Large-scale data processing is increasingly done using distributed computing frameworks like Apache Spark, which have a considerable number of configurable parameters that affect runtime performance. For optimal performance, these parameters must be tuned to the specific job being run. Tuning commonly requires multiple executions to collect runtime information for updating parameters. This is infeasible for ad hoc queries that are run once or infrequently. Zero-execution tuning, where parameters are automatically set before a job's first run, can provide significant savings for all types of applications, but is more challenging since runtime information is not available. In this work, we propose a novel method for zero-execution tuning of Spark configurations based on retrieval. Our method achieves 93.3% of the runtime improvement of state-of-the-art one-execution optimization, entirely avoiding the slow initial execution using default settings. The shift to zero-execution tuning results in a lower cumulative runtime over the first 140 runs, and provides the largest benefit for ad hoc and analytical queries which only need to be executed once. We release the largest and most comprehensive suite of Spark query datasets, optimal configurations, and runtime information, which will promote future development of zero-execution tuning methods.
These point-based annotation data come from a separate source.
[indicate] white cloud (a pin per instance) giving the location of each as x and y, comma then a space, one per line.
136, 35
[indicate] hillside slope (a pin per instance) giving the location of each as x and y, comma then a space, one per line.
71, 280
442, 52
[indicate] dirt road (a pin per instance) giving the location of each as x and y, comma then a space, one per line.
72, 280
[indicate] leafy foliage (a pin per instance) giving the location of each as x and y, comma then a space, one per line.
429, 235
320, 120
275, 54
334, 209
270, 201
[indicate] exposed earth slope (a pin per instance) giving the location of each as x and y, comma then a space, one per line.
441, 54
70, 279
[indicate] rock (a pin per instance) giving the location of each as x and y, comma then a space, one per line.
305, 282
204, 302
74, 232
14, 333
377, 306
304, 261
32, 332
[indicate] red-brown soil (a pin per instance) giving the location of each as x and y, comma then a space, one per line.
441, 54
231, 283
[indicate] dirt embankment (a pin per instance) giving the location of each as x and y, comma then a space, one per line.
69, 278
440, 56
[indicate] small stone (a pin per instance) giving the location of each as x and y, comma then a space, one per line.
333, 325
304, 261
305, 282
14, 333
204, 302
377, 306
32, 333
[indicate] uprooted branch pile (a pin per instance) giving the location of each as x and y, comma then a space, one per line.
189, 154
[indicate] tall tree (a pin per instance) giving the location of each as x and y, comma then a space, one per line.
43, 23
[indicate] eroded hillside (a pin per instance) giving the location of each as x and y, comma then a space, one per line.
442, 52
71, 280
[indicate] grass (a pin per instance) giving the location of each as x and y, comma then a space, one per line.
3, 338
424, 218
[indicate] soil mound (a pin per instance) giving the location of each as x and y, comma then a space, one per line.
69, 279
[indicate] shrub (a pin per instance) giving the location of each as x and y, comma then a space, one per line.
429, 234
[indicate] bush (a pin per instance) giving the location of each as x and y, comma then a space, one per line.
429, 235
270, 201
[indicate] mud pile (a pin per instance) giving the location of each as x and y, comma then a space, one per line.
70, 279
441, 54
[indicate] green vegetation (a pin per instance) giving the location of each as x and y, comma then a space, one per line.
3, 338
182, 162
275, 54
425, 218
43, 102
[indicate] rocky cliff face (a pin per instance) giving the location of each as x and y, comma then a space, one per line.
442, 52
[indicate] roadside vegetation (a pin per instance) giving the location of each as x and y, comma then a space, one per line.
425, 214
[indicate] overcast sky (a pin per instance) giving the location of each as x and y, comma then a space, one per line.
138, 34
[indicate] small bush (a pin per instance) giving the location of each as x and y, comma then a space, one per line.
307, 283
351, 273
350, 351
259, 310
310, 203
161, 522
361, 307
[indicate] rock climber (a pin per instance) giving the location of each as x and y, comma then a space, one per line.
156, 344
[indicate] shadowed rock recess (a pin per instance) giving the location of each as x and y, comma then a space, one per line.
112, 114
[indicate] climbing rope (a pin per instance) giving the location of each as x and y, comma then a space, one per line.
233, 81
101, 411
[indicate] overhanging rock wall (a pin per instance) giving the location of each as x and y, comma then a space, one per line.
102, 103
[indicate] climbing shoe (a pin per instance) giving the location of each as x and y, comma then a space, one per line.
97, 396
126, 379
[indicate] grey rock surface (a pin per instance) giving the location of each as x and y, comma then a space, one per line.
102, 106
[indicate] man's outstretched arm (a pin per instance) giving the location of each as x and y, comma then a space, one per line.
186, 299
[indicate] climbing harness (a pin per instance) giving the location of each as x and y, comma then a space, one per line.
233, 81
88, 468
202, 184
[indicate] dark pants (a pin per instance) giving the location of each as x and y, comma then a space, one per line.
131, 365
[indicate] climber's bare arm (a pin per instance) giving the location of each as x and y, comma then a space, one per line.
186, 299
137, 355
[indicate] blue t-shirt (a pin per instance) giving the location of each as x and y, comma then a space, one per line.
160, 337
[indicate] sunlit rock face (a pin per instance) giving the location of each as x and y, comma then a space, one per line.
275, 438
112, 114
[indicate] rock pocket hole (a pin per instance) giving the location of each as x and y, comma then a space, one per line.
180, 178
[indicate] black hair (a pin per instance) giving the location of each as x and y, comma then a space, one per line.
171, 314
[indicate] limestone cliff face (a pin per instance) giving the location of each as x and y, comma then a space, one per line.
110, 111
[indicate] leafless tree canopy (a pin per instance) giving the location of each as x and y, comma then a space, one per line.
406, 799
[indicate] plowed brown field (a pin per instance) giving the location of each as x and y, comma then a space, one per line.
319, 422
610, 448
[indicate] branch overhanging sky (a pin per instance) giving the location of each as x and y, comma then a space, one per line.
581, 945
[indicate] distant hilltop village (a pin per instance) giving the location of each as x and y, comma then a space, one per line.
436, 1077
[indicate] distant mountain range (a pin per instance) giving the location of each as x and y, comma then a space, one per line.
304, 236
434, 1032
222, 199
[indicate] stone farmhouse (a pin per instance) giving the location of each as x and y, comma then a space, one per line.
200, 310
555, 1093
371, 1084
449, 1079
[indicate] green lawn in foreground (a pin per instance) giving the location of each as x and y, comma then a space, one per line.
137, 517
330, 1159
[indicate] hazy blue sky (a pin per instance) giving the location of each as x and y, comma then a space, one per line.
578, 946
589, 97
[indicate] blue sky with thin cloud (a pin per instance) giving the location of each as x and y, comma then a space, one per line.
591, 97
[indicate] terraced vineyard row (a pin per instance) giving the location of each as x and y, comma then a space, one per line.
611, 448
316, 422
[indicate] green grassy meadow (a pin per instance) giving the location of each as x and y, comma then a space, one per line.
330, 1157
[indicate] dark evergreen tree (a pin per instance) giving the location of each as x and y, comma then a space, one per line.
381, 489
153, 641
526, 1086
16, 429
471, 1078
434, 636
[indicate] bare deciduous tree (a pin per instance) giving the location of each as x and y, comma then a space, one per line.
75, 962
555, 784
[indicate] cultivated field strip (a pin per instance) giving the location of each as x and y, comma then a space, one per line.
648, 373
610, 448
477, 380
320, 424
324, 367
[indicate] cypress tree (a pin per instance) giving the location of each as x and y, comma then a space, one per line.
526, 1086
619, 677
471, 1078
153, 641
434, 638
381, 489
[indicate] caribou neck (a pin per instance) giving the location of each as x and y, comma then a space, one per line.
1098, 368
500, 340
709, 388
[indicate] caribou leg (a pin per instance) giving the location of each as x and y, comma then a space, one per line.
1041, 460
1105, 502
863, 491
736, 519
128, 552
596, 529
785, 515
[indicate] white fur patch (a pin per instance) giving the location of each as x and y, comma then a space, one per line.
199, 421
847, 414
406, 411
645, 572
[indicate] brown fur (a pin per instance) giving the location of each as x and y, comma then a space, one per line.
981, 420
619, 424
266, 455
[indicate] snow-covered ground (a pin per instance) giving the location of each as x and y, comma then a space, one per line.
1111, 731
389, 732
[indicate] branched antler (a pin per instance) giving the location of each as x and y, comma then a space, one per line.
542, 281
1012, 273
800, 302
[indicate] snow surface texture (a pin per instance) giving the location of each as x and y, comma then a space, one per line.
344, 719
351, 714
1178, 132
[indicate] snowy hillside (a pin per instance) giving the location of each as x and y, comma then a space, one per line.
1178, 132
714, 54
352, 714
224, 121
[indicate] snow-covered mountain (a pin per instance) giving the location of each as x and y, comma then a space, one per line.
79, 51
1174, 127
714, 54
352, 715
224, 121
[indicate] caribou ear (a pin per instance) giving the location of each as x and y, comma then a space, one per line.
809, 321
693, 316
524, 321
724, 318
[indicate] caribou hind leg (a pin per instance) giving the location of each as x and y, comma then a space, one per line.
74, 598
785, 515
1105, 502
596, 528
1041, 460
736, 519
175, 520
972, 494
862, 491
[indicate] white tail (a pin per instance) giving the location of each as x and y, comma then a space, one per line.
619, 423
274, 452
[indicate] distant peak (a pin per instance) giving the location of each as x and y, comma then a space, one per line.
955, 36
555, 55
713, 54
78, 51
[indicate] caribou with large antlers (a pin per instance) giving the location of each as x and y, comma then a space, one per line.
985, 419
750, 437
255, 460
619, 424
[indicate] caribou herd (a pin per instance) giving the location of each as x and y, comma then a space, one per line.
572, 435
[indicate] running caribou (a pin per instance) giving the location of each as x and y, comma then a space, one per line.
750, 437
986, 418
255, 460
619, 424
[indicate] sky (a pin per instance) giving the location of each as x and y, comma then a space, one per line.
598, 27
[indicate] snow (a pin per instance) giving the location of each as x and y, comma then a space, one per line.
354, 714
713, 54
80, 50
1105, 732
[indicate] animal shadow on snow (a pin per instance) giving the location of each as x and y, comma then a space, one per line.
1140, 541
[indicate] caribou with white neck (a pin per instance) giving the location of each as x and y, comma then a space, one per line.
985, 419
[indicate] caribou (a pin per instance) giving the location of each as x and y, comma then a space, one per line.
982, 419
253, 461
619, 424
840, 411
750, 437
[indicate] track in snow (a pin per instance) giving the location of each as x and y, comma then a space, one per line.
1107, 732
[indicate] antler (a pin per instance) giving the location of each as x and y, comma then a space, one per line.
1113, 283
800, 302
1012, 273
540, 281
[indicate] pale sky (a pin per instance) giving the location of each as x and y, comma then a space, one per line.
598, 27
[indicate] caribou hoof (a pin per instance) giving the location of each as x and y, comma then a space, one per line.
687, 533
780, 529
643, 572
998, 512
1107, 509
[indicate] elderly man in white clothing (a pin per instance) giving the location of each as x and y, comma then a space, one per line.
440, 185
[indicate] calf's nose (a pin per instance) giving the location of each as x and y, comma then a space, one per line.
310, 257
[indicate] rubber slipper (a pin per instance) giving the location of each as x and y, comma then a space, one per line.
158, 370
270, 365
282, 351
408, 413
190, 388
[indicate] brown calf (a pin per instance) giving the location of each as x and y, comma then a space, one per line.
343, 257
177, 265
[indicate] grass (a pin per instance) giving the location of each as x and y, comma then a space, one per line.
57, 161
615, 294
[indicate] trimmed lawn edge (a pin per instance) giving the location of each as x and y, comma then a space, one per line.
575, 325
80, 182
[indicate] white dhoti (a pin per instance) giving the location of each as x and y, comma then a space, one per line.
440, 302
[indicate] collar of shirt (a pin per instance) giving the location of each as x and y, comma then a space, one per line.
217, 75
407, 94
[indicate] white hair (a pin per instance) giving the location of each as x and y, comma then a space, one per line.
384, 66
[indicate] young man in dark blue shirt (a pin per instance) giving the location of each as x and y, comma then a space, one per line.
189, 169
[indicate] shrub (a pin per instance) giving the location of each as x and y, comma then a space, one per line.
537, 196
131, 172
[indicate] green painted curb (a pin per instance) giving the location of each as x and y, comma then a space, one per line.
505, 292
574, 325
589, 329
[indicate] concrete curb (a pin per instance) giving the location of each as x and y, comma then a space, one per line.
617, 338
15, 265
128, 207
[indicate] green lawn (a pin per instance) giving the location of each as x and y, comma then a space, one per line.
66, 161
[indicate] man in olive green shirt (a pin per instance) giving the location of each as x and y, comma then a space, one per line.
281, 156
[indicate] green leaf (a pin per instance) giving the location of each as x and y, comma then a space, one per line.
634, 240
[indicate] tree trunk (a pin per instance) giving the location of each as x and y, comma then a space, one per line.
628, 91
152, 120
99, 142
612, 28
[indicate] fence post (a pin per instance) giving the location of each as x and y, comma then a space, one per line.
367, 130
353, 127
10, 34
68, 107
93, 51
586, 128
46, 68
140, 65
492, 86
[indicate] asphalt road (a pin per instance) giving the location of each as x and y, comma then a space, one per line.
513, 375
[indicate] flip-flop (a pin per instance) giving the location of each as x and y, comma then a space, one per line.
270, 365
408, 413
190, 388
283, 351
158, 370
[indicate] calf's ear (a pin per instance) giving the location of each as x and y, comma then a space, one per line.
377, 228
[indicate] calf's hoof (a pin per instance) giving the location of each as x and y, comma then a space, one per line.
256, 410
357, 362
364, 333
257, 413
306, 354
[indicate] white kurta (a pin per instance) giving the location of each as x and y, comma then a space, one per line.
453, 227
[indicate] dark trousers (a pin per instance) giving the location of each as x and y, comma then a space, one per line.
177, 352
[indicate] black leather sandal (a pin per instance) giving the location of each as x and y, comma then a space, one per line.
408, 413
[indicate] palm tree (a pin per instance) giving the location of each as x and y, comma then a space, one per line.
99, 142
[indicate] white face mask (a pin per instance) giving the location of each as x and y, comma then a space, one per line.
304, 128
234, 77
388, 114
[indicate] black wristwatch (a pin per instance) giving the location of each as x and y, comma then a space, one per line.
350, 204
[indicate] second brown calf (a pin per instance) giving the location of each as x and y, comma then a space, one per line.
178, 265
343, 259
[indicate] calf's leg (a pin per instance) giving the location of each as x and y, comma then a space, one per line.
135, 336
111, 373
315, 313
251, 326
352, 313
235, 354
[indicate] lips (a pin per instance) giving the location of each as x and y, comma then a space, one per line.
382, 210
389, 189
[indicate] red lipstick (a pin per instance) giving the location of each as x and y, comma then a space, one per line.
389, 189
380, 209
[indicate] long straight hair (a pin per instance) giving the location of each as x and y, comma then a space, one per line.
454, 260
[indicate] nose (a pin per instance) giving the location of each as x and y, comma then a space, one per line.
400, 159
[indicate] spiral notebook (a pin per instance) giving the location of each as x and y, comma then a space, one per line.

Zero-Execution Retrieval-Augmented Configuration Tuning of Spark Applications

TL;DR

This work tackles tuning Spark configurations for ad hoc workloads without any runtime executions by reframing the problem as retrieval over historical data. The proposed method, ZEST, embeds Spark logical plans and retrieves top similar workloads to predict configurations, averaging the retrieved results to initialize a new job prior to execution. Empirical results show ZEST achieves about of the runtime improvements of one-execution/online optimization methods, while avoiding the initial default-run overhead; it remains competitive with online BO baselines and greatly reduces accumulated costs for infrequent queries on TPC-H and TPC-DS. The authors release a large curated dataset of 19,360 query executions to support future zero-execution tuning research and demonstrate robustness across data sizes and unseen catalogs, highlighting practical benefits for analytics workloads and enterprise workloads with recurring schemas.

Abstract

Large-scale data processing is increasingly done using distributed computing frameworks like Apache Spark, which have a considerable number of configurable parameters that affect runtime performance. For optimal performance, these parameters must be tuned to the specific job being run. Tuning commonly requires multiple executions to collect runtime information for updating parameters. This is infeasible for ad hoc queries that are run once or infrequently. Zero-execution tuning, where parameters are automatically set before a job's first run, can provide significant savings for all types of applications, but is more challenging since runtime information is not available. In this work, we propose a novel method for zero-execution tuning of Spark configurations based on retrieval. Our method achieves 93.3% of the runtime improvement of state-of-the-art one-execution optimization, entirely avoiding the slow initial execution using default settings. The shift to zero-execution tuning results in a lower cumulative runtime over the first 140 runs, and provides the largest benefit for ad hoc and analytical queries which only need to be executed once. We release the largest and most comprehensive suite of Spark query datasets, optimal configurations, and runtime information, which will promote future development of zero-execution tuning methods.

Paper Structure

This paper contains 21 sections, 5 figures, 6 tables, 1 algorithm.

Figures (5)

  • Figure 1: Overview of our zero-execution method for retrieval-augmented tuning of Spark configuration parameters. A query is first processed by the Spark SQL module to generate a logical plan. ZEST embeds the logical plan and retrieves the top-$k$ most similar historical embeddings with their corresponding tuned configurations from a vector database. ZEST returns the mean of retrieved configurations to Spark which then initializes a new application to execute the job.
  • Figure 2: Distribution of configuration values for the optimal parameters for a query in the index on the EMR cluster. The x-axis denotes the values of the configuration parameters and the y-axis denotes the frequency of those parameter values in the optimal configuration across all queries and input data sizes.
  • Figure 3: Accumulated cost of query executions on the TPC-H and TPC-DS benchmarks under different tuning algorithms on the EMR cluster. The x-axis does not count the initial run with default parameters used by methods other than ZEST.
  • Figure 4: Tuning queries on an unseen data catalog. The methods were built on solely the TPC-DS data catalog and queries, and tested on the TPC-H data catalog and queries on the EMR cluster.
  • Figure 5: Template for TPC-H Query 21 from the test set and the corresponding most similar item in the retrieval index, TPC-H Query 2. Highlighted text indicates common query operations, while coloured text indicates the common columns on which they were executed.